Safety Tip of the Week Archive


Batavia Road entrance to close for renovation
The Batavia Road entrance will be closed for renovation from 7:00 a.m on May 9 to 4:00 p.m. on May 22. During this time, the City of Warrenville will be repaving roadways near Route 59 and Batavia Road. Delays are expected to continue until early June, even after the entrance will have re-opened. Drivers and bicyclists should use Pine and Wilson Street entrances until the work is completed. For more information, contact Tom Prosapio at presapio@fnal.gov

Fundraiser for John LaFleur
The City of Batavia will host a fundraising event for the family of John LaFleur on May 13 from 2-8 p.m. LaFleur was a Fermilab electrician who passed away March 26 as a result of complications from a brain tumor. He is survived by a wife and three children and had not worked at Fermilab long enough before his death to receive a pension. Tickets are available through Greg Gilbert, x6835 or gilbert@fnal.gov. Details about the event, including location, can be found here.
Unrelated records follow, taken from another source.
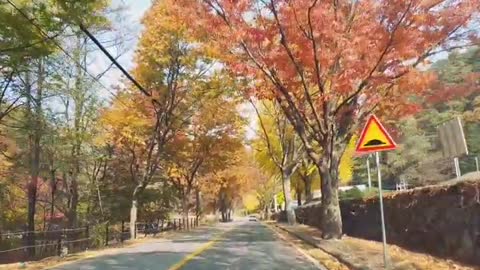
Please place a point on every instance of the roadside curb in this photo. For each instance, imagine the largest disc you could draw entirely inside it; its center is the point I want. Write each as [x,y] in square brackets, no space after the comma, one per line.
[314,261]
[311,242]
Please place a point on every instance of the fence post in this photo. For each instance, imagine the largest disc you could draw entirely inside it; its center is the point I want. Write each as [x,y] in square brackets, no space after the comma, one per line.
[123,229]
[106,233]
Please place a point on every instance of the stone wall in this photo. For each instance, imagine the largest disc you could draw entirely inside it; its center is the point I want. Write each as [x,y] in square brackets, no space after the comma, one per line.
[443,220]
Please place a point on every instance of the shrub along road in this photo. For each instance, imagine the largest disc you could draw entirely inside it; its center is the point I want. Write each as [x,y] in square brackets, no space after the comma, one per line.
[237,245]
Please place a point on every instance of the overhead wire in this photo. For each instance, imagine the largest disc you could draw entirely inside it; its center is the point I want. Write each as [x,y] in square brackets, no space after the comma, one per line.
[45,35]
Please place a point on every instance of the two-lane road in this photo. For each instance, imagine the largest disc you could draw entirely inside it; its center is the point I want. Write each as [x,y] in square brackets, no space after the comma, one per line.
[237,245]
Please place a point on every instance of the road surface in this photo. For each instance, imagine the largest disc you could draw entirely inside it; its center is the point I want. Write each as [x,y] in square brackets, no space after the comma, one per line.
[236,245]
Lunchtime video: Chernobyl
It's been 20 years since the accident at the Chernobyl nuclear reactor. What went wrong, and what lessons can we learn? Don't miss Chernobyl, a BBC dramatization, Tuesday May 2 at 12:30 p.m. in Curia II.

Discount tickets from Recreation Office
See "South Pacific," live, onstage with a full 30 piece orchestra at the Cahn Auditorium in June and save up to $18.00 per ticket. Or, see "Champions on Ice" at the United Center on June 24 for a savings of up to $30.00 per ticket. Order forms can be found in the Recreation Office or online. Tickets are ordered direct.

Season Pool Passes
The Village Pool opens May 27, Memorial Day weekend. Season pool passes go on sale in the Recreation Office beginning May 1. A family pass (2-4 members) is $85.00 and $8.00 for each additional family member. A single pass is $45.00. Season passes are available to Fermilab employees, visitors, on-site contractors, their immediate families and retirees. More information and registration forms can be found in the Recreation Office or on the website.